The Agility 3 arrives in a sleek plastic and aluminum chassis, with a sticker differentiating the casing from any of OCZs other drives, like the Vertex 3. Underneath the skin are 16 chips of Micron 25nm asynchronous MLC NAND gates yielding a total of 120GB of available storage. MLC, which stands for Multi-Level Cell, allows for two bits of data to be stored in each NAND cell, which obviously leads to a lower number of NAND cells needed for a given capacity, and subsequently lower prices. We see MLC NAND in basically any mainstream drive, such as the Patriot Pyro and Vertex 3 series, to name a couple popular lines.
As long as the MLC NAND gates are high quality and algorithms are appropriately designed, they offer very little sacrifice over SLC NAND, but allow for potentially significant cost savings, and these drives have shown to be very popular. Since MLC has four different states to read between to SLC NAND's two, read and write operations take longer as there are more voltage states to check when writing, and the NAND cells wear more quickly because of the added read/write complexity of MLC NAND. However, with the widespread adoption of TRIM, which is native to Windows 7, manufacturers are promising nearly 10 years of drive life, and by that time you'll almost certainly have upgraded, so we wouldn't hang on the reduced lifespan of MLC NAND.

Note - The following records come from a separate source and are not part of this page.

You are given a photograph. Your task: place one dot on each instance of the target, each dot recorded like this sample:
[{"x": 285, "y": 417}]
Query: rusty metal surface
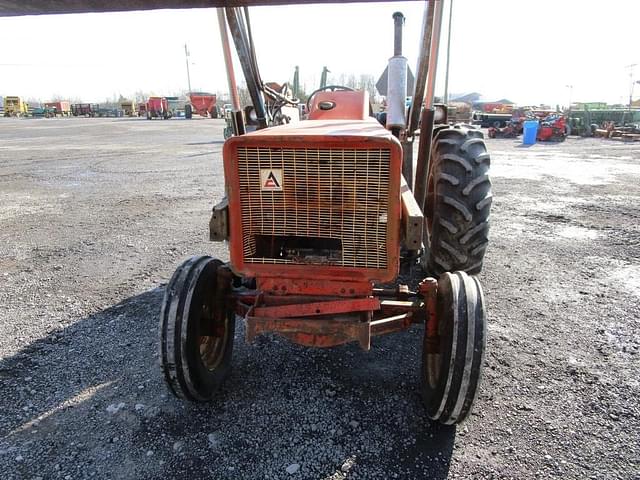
[
  {"x": 315, "y": 196},
  {"x": 429, "y": 289},
  {"x": 308, "y": 286},
  {"x": 219, "y": 222},
  {"x": 326, "y": 333},
  {"x": 412, "y": 218},
  {"x": 319, "y": 308},
  {"x": 45, "y": 7}
]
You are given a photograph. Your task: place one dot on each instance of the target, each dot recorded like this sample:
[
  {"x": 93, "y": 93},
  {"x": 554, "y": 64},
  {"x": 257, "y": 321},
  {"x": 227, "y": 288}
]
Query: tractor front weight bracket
[{"x": 326, "y": 321}]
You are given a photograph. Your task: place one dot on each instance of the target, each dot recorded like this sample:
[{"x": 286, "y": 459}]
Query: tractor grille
[{"x": 331, "y": 207}]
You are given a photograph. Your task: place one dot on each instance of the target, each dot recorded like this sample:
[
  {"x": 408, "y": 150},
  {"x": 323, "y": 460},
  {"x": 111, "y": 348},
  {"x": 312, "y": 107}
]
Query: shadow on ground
[{"x": 89, "y": 401}]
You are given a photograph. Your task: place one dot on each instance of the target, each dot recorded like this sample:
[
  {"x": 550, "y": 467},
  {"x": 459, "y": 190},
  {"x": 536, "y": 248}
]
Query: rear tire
[
  {"x": 451, "y": 369},
  {"x": 458, "y": 201},
  {"x": 196, "y": 330}
]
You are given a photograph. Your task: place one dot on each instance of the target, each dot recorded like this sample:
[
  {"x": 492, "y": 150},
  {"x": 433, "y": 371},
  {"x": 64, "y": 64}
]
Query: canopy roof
[{"x": 9, "y": 8}]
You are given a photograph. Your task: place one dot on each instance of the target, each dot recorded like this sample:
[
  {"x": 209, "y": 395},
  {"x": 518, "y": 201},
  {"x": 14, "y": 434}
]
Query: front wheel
[
  {"x": 452, "y": 360},
  {"x": 197, "y": 328},
  {"x": 458, "y": 201}
]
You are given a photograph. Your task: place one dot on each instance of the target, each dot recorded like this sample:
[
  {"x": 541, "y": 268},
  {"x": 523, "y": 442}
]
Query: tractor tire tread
[{"x": 459, "y": 232}]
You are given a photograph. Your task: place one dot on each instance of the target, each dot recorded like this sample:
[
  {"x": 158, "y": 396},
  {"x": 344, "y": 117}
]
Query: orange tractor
[{"x": 320, "y": 215}]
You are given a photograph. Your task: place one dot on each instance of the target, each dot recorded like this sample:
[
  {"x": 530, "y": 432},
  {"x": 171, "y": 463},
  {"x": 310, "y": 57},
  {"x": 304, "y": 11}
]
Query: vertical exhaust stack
[{"x": 397, "y": 80}]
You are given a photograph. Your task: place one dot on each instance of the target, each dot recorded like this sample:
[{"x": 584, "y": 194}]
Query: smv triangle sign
[{"x": 271, "y": 179}]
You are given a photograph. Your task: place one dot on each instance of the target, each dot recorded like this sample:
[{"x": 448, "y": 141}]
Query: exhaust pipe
[{"x": 397, "y": 80}]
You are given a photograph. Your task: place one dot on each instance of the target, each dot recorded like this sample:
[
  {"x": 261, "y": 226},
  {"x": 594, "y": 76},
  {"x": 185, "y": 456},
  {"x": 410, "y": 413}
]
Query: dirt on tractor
[{"x": 95, "y": 216}]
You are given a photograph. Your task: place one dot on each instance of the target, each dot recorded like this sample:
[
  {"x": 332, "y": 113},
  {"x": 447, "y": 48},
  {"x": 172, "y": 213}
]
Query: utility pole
[
  {"x": 186, "y": 54},
  {"x": 323, "y": 77},
  {"x": 630, "y": 67},
  {"x": 570, "y": 87},
  {"x": 446, "y": 77},
  {"x": 296, "y": 82}
]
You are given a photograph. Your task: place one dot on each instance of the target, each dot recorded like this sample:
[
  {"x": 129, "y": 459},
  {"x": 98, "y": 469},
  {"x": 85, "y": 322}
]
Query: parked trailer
[
  {"x": 202, "y": 103},
  {"x": 60, "y": 108},
  {"x": 487, "y": 120},
  {"x": 129, "y": 108},
  {"x": 84, "y": 109},
  {"x": 15, "y": 107},
  {"x": 158, "y": 107}
]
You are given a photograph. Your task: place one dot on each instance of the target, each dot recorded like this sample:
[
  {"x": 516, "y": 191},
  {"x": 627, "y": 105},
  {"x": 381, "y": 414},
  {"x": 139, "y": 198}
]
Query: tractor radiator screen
[{"x": 314, "y": 206}]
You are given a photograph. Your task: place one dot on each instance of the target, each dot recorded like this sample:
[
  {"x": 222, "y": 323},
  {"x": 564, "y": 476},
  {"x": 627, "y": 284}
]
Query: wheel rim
[
  {"x": 433, "y": 369},
  {"x": 212, "y": 347}
]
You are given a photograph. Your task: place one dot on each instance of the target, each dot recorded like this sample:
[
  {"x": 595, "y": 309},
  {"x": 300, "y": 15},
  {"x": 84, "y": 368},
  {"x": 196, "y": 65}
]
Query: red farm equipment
[
  {"x": 158, "y": 107},
  {"x": 320, "y": 215},
  {"x": 58, "y": 109},
  {"x": 552, "y": 128},
  {"x": 201, "y": 103},
  {"x": 84, "y": 109}
]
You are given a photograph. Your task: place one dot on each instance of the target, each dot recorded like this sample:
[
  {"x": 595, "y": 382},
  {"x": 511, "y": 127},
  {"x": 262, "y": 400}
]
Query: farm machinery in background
[
  {"x": 552, "y": 125},
  {"x": 201, "y": 103},
  {"x": 84, "y": 109},
  {"x": 321, "y": 214},
  {"x": 129, "y": 108},
  {"x": 15, "y": 107},
  {"x": 157, "y": 107}
]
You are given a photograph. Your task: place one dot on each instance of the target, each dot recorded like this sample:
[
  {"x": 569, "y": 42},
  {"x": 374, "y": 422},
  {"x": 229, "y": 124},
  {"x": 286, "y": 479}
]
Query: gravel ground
[{"x": 96, "y": 214}]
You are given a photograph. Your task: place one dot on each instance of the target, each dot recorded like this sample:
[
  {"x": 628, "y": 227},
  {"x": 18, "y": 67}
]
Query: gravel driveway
[{"x": 95, "y": 214}]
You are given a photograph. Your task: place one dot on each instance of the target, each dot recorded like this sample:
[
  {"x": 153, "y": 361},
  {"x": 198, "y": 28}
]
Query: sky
[{"x": 528, "y": 52}]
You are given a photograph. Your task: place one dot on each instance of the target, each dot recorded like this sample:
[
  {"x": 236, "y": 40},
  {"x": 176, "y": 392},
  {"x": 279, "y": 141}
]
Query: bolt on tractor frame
[{"x": 319, "y": 215}]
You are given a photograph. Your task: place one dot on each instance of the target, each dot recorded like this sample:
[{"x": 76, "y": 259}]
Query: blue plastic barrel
[{"x": 529, "y": 132}]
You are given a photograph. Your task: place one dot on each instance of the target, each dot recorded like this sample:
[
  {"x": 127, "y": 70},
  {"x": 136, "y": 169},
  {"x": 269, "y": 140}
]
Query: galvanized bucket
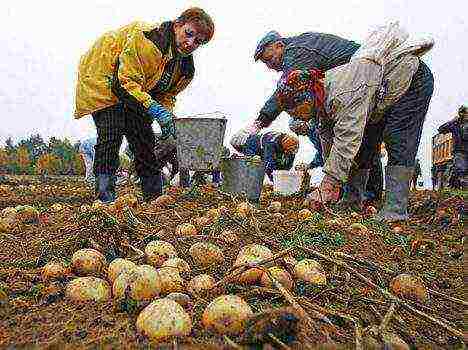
[
  {"x": 243, "y": 175},
  {"x": 200, "y": 141}
]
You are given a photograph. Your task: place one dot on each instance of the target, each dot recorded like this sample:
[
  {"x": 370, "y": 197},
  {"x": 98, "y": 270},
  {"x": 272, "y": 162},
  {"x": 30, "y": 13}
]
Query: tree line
[{"x": 35, "y": 156}]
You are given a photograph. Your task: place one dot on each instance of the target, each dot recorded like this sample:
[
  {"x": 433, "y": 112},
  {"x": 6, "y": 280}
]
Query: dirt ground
[{"x": 360, "y": 257}]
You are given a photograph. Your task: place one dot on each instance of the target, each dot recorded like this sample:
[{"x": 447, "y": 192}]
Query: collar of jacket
[{"x": 164, "y": 38}]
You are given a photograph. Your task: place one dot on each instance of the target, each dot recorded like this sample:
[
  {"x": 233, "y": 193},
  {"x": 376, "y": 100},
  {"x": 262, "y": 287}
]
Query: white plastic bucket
[{"x": 287, "y": 181}]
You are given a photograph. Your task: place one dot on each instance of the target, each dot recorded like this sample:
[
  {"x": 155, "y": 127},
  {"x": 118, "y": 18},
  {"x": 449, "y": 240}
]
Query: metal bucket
[
  {"x": 200, "y": 141},
  {"x": 243, "y": 175}
]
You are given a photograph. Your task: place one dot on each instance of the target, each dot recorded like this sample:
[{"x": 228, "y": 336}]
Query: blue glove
[{"x": 164, "y": 119}]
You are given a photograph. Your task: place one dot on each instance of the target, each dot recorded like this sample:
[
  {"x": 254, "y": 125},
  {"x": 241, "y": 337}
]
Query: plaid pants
[{"x": 112, "y": 124}]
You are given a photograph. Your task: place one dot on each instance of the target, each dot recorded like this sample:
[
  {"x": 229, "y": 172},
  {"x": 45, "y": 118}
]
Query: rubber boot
[
  {"x": 355, "y": 190},
  {"x": 105, "y": 188},
  {"x": 151, "y": 186},
  {"x": 184, "y": 178},
  {"x": 395, "y": 206}
]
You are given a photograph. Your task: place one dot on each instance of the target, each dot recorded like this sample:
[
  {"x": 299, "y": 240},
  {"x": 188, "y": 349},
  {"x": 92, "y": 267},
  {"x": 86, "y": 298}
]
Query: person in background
[
  {"x": 384, "y": 80},
  {"x": 303, "y": 128},
  {"x": 459, "y": 129},
  {"x": 129, "y": 78},
  {"x": 414, "y": 177},
  {"x": 86, "y": 151},
  {"x": 277, "y": 150}
]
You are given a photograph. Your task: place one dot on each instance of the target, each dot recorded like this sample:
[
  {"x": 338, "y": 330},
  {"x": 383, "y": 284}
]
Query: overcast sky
[{"x": 41, "y": 43}]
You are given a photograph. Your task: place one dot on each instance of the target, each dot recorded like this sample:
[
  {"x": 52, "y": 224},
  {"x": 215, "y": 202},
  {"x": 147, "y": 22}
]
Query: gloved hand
[{"x": 164, "y": 119}]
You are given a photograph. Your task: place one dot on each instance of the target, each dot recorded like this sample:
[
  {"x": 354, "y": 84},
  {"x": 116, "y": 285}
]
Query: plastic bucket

The back side of the drive is finished in the same way as the Vertex 3, with a brushed aluminum casing, which looks great. The NAND the Agility 3 utilizes is also asynchronous, which does not use a clock to synchronize the read and write operations, but instead occur at irregularly pseudo-synchronized intervals. Asynchronous NAND does not need a separate clock controller to synchronize read and write operations, which helps keep costs down further. In many situations you won't see much of a difference, but asynchronous NAND performs poorly in situations where it cannot utilize file compression during read and write operations, which we'll pour over in more detail when we get to the AS SSD benchmarks. In other benchmarks, we'll see how much of a difference this will make in most real-world situation, and whether or not you might want to look to other synchronous or Toggle NAND-equipped drives, such as the Vertex 3 Max IOPS.